4. Pengkategorian berdasarkan kelompok usia

- Sekolah Bayi

- Playgroup

- TK, SD, SMP, SMA

Pengkategorian di atas membawa konsekuensi pentingnya sumber daya manusia pengelola dan pelaksana pendidikan yang memiliki dedikasi kuat untuk mengembangkan model yang memihak pada kebutuhan calon siswa. Pada kenyataannya, kompetisi institusi pendidikan lebih mengarah pada fasilitas yang ada (tetapi SDM yang belum berpengalaman, sehingga kurikulum yang baik tidak berjalan sesuai yang diharapkan), atau mengandalkan guru yang berpengalaman namun sistem/model pendidikan yang kurang mengakomodasi perkembangan teknologi yang ada, atau mengandalkan kurikulum asing dengan tenaga pengajar asing, fasilitas mewah dan kurikulum yang ’menggiurkan’, tetapi harus ditebus dengan harga yang melangit.

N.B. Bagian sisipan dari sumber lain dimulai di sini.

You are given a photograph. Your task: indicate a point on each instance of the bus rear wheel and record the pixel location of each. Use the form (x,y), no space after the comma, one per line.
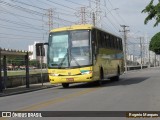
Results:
(65,85)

Memang kategori di atas memberikan pilihan bagi penguna (baca = orangtua dan siswa), namun tak kalah pentingnya adalah adanya berbagai upaya untuk memberikan nilai tambah agar institusi pendidikan tidak hanya mengedepankan janji mencetak lulusan berkualitas akademis dan berketrampilan/berkarakter istimewa, tetapi memungkinkan perkembangan dan pemantapan individual dari pengelola dan pelaksana pendidikan sendiri. Bagaimanapun juga perlu disadari bahwa tangan pengelola, pemikir dan pelaksana pendidikanlah yang menjadi tumpuan utama perubahan, apapun macam kategori institusi pendidikan yang ada. Mungkinkah ada pendidikan berkualitas yang diperoleh dari institusi pendidikan yang murah? Jika mungkin, mengapa tidak diupayakan ? Mungkinkah institusi pendidikan memiliki tenaga pendidikan yang tidak hanya mengajarkan ilmu, tetapi juga mengajarkan kehidupan ?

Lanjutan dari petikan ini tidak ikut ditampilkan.